Stockman’s Showdown (The Stockmen #4)
One
Elsie Creek Station—Present Day
Ryder Riggs hadn’t meant to fall for Bree Wilde. It just happened. That feisty redhead with curves and curls, had become such an enormous influence over his life, she was impossible to ignore, no matter how hard he’d tried, even when they practically argued with each other on a daily basis.
With an outlaw attitude, Bree only ever looked at Ryder with pure disdain. Not that he could blame her, when he’d not only cut those logs to burn, but he’d also poured the fuel to start that fire.
But beneath her fearlessness, he’d seen her fierce protectiveness for those she cared about. He’d seen the extraordinary lengths she’d gone to for his brothers, and his nephew, trying to help them turn Elsie Creek Station into a home. And for that she had his respect.
But when Bree turned this old tack room, which she’d called the murder room , into his office, it pretty much sealed the way his heart felt about her.
He could blame Bree for it, blame it on the details she’d put into remodelling his office space—which they’d renamed the boardroom —as if she understood him. And very few people knew who Ryder Riggs was. Not even his brothers could say they did, not after a ten-year absence.
Ryder swung open the heavy door to the room that used to be Bree’s hideaway for her illegal gin still. Now the reinforced walls were lined with custom-made gun racks, and ammunition, creating a private arsenal. The door shut whisper quiet behind him, the locking mechanism—hidden under a panel giving the appearance of just another wall—clicked into place. Inside the main room it held workbenches, his desk, and a long boardroom table the caretaker, Charlie, had made by hand.
Under the bright industrial lights, on the shiny steel workbenches Bree had built perfectly for his height, lay his latest job: Bree’s shotgun.
He’d snatched it off the wild woman a while ago, back when she was going to shoot Mia’s ex. Somehow Bree had a huge cache of shotguns stashed all over the station, and she’d already shot one guy, so she wasn’t afraid to use them, which made him pause about giving it back to her.

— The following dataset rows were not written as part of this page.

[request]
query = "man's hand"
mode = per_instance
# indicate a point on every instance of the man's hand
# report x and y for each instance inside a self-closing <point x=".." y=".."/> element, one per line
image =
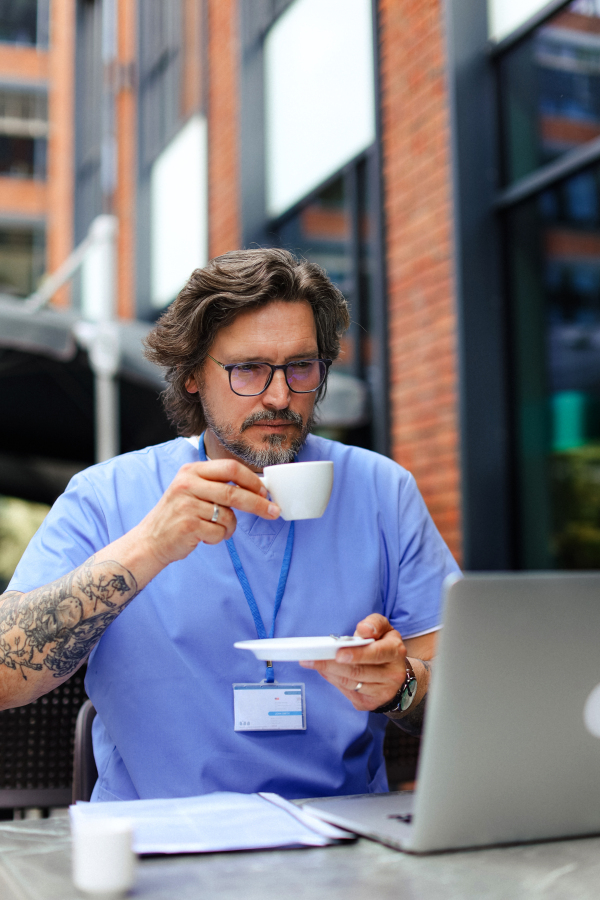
<point x="380" y="666"/>
<point x="183" y="516"/>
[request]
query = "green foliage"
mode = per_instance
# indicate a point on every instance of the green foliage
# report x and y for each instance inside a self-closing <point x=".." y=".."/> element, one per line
<point x="575" y="478"/>
<point x="19" y="520"/>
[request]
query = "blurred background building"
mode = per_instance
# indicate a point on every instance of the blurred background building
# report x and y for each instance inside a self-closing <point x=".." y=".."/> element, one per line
<point x="440" y="159"/>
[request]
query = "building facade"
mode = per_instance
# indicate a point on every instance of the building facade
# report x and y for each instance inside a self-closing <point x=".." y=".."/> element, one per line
<point x="437" y="158"/>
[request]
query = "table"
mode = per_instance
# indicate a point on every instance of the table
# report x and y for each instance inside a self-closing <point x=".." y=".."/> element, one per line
<point x="35" y="865"/>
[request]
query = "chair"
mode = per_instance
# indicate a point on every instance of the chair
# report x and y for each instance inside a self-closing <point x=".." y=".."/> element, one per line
<point x="36" y="748"/>
<point x="401" y="752"/>
<point x="85" y="772"/>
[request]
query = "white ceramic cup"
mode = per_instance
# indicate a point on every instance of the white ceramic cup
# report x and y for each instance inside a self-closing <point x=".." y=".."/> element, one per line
<point x="301" y="490"/>
<point x="104" y="863"/>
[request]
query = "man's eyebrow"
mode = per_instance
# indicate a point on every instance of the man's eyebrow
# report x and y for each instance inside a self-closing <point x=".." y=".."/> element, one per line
<point x="311" y="354"/>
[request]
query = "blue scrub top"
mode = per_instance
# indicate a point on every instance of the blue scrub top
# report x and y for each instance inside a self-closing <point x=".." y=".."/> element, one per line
<point x="160" y="678"/>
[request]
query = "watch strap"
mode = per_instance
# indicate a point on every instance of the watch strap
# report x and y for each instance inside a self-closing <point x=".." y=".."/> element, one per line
<point x="406" y="691"/>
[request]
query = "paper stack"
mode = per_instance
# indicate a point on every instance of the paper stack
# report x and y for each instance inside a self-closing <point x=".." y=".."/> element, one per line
<point x="214" y="822"/>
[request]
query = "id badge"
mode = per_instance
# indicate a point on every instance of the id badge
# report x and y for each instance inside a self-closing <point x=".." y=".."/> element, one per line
<point x="269" y="707"/>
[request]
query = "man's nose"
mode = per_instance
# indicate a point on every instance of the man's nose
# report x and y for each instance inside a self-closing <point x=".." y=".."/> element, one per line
<point x="277" y="395"/>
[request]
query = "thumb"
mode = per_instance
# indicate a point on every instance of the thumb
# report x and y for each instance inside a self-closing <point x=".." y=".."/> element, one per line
<point x="374" y="626"/>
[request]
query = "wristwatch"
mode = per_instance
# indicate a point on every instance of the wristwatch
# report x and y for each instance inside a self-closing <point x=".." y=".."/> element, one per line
<point x="404" y="696"/>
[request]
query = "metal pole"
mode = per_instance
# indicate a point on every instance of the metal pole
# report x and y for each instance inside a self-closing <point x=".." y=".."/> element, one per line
<point x="106" y="417"/>
<point x="104" y="344"/>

As an army-trained armourer, a firearms engineer, and a gunsmith in the civilian world, Ryder had completely disassembled the 1960 Winchester Model 12, with no serial numbers on it. And that was rare.
After cleaning it, he’d inspected the components for signs of wear and tear. Lubricants ensured a crucially smooth operation before it was reassembled. He didn’t have a firing range yet to test it out, but as he looked down the barrel, the line of sight was perfect. And his job was done.
He spread out a dark green blanket, soft from many years of use, and used it to wrap up Bree’s shotgun like a present.
Then his watch pinged with an alarm.
It was time.
Tucking the wrapped shotgun under his arm, he turned off the wall of monitors that ran their surveillance cameras. He silenced the widescreen playing the business channel, then watched the large industrial lights dim. Since Bree had handed him the keys, he’d spent all his after-work hours here. He rarely went to the farmhouse anymore, except to sleep—if he slept, because his mind never stopped.
Ryder let the heavy door shut with a click behind him and pulled the key from the lock. Tucking the key into his denim pocket, he passed Bree’s latest remodelling project, which had all his brothers involved this time. It was their very own outdoor bar that ran along the back wall of their office, right next to the workshed that was Dex’s mechanical workshop, and where they parked their cars. It even included a watering trough for their horses.
The new bar was where they’d meet, drink beer and discuss work like they always did. Except they’d shifted from crowding the farmhouse’s front verandah to watch the sunrise and sunset, to one of best views of the open paddocks.
It’s where everyone was going to meet shortly as they were going on a muster to Emu Plains, and he was looking forward to it.
But first he had to deliver his gift.
Silently he jogged across to the far side of the homestead and down the long run of corrugated fencing that shielded two sides of the caretaker’s cottage, to meet the wire fence line that he effortlessly hiked over.
On his right, the lights were on in the stables where the well-trained stockhorses were waiting to be saddled. On the left stood the silent sheds that Charlie called the smithy’s workshop. In the middle, through the wooden fence rails and garden, he caught a glimpse of the open back door of the caretaker’s cottage. Bree and her grandfather’s voices carried outside on the slight pre-dawn breeze, which was perfumed by the assortment of flourishing fruits and vegetables that cleverly disguised the scents of the stables.
Ryder could have dropped off Bree’s shotgun to her, but he didn’t want the rejection or the lecture he’d cop for taking so long in returning her gun, considering he’d pinched it from her in the first place.
He liked being unseen when it came to watching over Bree, and his days in the military had trained him well. If Bree ever caught him, she’d have him for stalking while probably aiming a shotgun at him.
A surprising grin forced his lips to curve.
Only Bree did that to him. She’d make him angry, only to make him smile when he didn’t want to.
But he was doing this because he had a lot of bridges to repair with Bree, who had the knack of bringing out the worst in him, and Ryder was pretty sure the woman he loved hated him.